Şuraya varıyoruz: 'Hoşça bak zatına zübde-i alemsin sen' dizesi, felsefeyi parçalı olmayan, tamamlanmış bir bütünsellik, bir sistem olarak sunan verili, konvansiyonel projenin, felsefe projesinin dışında kalıyorsa, bu, o dizenin bir felsefi argüman olmadığı anlamına gelmez.
Buna rağmen Hilmi Ziya Ülken hocamız, Felsefe yapma edimini, bu projenin içinden okuduğu için, bu ve buna benzer dizelerin Felsefe değil, 'hikemiyat' sayılması gerektiği konusunda uyarıyor bizi.

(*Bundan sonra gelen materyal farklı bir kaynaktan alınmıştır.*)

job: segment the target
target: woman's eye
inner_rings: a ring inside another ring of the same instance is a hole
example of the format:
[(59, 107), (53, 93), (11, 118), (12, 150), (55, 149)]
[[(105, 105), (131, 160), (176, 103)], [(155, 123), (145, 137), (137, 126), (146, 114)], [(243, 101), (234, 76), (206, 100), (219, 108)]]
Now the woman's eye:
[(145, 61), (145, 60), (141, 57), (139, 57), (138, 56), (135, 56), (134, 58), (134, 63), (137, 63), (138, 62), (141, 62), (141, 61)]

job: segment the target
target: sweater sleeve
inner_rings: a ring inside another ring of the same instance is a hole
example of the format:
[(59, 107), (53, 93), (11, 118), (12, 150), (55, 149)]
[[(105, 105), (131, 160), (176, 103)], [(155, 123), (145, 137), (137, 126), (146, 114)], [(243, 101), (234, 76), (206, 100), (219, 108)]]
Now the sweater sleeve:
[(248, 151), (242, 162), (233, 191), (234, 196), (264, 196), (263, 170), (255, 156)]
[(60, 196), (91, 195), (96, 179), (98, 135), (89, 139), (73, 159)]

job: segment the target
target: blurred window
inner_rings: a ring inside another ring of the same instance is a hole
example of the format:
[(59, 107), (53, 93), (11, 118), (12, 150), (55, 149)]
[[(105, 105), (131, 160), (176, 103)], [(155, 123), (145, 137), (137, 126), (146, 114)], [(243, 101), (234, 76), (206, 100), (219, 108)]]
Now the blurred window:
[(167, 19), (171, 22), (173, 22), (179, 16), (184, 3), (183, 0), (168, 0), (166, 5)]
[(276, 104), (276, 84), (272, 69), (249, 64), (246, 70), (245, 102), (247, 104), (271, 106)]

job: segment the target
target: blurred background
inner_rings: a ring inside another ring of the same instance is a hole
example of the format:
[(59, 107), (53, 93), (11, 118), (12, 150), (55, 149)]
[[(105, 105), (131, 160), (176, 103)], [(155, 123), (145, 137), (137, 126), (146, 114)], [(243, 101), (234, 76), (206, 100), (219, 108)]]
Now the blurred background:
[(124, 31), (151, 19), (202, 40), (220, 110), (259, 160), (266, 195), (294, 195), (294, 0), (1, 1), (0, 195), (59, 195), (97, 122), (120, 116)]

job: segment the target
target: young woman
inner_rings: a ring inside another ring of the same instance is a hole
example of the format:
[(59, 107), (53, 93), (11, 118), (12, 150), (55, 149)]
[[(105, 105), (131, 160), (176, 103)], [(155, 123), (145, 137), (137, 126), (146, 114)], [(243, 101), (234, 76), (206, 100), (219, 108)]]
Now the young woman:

Dolayısıyla Ülken Hoca'yı izlersek, 'Hoşça bak zatına', 'hakimane edebiyatın veya edebi hikmetin' felsefeyle karıştırılmaması gerektiğini gösteren örneklerden biri gibi durur. Ülken açıklıyor; -şöyle: "Eski Hind hikemiyyatından mülhem olup, Beydeba'ya nisbet edilen Kelile ve Dimne ve bundan esinlenerek Binbir Gece Masalları veya Humayunname, Arapların Makaamat-ı Harirî'si, Şeyh Sadi'nin Gülistan ve Bostan'ı, Lafontaine'nin hikaye ve masalları, hatta Ebu'I-Ala'nın Lüzumiyyatı, Mevlana'nın Mesnevi'si, Aşık Paşa'nın Garibname'si, Dante'nin İlahi Komedya'sı, Milton'ın Kaybolmuş Cennet'i, Geethe'nin Faustu vs. de felsefe de ğildir. Çünkü bunlar, Ülken Hoca'ya göre 'felsefe eserlerinin ruhu olan sistemlilik, açıklık; bilgi, varlık ve değerlere ait bütün halinde bir açıklama olma vasfı'ndan yoksundurlar.